The memo contained 50 suggestions on ways to show a little love to your internal or external clients, including these “radical” gems:

  • Exceeding their expectations;
  • Providing rapid response and turnaround;
  • Communicating in the client’s preferred medium (e-mail, phone, in-person, etc) and style (short, long, detailed, etc);
  • Bringing opportunities to the client without being asked;
  • Providing them with phone numbers where they can always reach you;
  • Being attentive to their personal needs and accommodating their personality; and
  • Sending them birthday or holiday cards.

This all seems like pretty basic advice to anyone who has been in a marketing role for a service profession, but apparently it set off quite a negative reaction among some who commented on the posting, as well as among some who commented on Vivia Chen’s related posting on the Corporate Counsel site.

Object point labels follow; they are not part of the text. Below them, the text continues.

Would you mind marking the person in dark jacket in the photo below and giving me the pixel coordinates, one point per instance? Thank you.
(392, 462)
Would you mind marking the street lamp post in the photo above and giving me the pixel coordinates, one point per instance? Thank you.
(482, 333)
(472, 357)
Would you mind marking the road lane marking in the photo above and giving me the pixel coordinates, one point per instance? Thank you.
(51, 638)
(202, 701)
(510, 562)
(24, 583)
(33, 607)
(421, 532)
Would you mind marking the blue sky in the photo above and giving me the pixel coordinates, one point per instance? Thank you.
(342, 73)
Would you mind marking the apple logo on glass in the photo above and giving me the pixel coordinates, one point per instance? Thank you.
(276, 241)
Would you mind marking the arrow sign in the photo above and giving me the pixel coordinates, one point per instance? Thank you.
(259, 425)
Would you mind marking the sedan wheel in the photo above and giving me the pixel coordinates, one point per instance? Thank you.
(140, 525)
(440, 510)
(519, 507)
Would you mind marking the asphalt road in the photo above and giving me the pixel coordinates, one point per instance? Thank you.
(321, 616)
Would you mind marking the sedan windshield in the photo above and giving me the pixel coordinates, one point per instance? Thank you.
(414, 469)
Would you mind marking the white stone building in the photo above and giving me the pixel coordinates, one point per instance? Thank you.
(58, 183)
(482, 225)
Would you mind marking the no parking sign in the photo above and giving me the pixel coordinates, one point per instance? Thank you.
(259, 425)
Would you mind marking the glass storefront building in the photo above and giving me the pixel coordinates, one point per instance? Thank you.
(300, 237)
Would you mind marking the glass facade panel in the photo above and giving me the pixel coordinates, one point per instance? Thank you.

Among the negative comments were the following in excerpted form:

  • What a slimy list – he must be a nightmare [partner] to work with;
  • Anyone who has time to put together this list is not all that busy;
  • If you want someone at your “beck and call,”  then you must be an “awful” client;
  • This inane missive encapsulates all I hate about law; and
  • I’ve been “super-pleasing” my internal clients so much I can barely walk.

Judging from the sum total of commentary, which was far more negative than positive, I think there could be some extreme dissatisfaction in the profession right now, and much of it may be coming from people who simply do not enjoy striving to be the best internal or external service providers in the labor marketplace.

Being a superior service provider – one who stands out from the competition – is not easy, and it can be quite humbling, but it can also be very rewarding. When clients have a choice, they always take the best service provider, even though many of the previously mentioned comments purported to come from clients (anonymously posting) who declared that they don’t want “over-attentive” service.

I dare say that the vast majority of clients that I have interviewed from around the world, and they number in the hundreds, are looking for the best possible service they can get. That includes “super-pleasing” service if it can be found.

If the client has an option in the service marketplace to buy “super-pleasing” and super-fast service, better than average service, ordinary service, or service below their expectations, which do you think they will buy? Lawyers are service providers, and they are measured, hired and fired on their service (not on where they went to school or the grades they got).

In that regard, they are no different from car mechanics, dry cleaners, and restauranteurs. If legal service is fast, friendly and even better than expected, then clients will beat a path through the provider’s doors, and they will tell others about their experience. If the service is provided by people who appear to be burned out, dissatisfied, or distracted by the priority of their own needs, then clients will run from the provider’s doors, and they will tell far more people than if they loved the service.

Furthermore, if lawyers provide only the pedestrian “expected” service, then they will be priced and bid out as commodities, relegated to the RFP pile and changed out every time a lower bidder shows up to court the client.

I know nothing about Michael McDonald, and I have no idea who was doing the comment posting on these sites (though judging from the viewpoints and language, much of it was likely done by young associates). But I am pretty sure that the people who are posting these comments are very unhappy and they would serve themselves and their employers well by looking for another line of work, perhaps one where they can be compensated for piece-work tasks without service measurement (if such a job exists anymore).

Serving others, even in a commercial context, is also in my opinion, good for the soul. Putting the needs of others first, and consciously attempting to make their lives easier – even by doing their dry cleaning or their legal work – is a humbling exercise, and to quote an English theologian: “Humility is the precondition for the acceptance of God’s grace, and service to others is the path to humility.”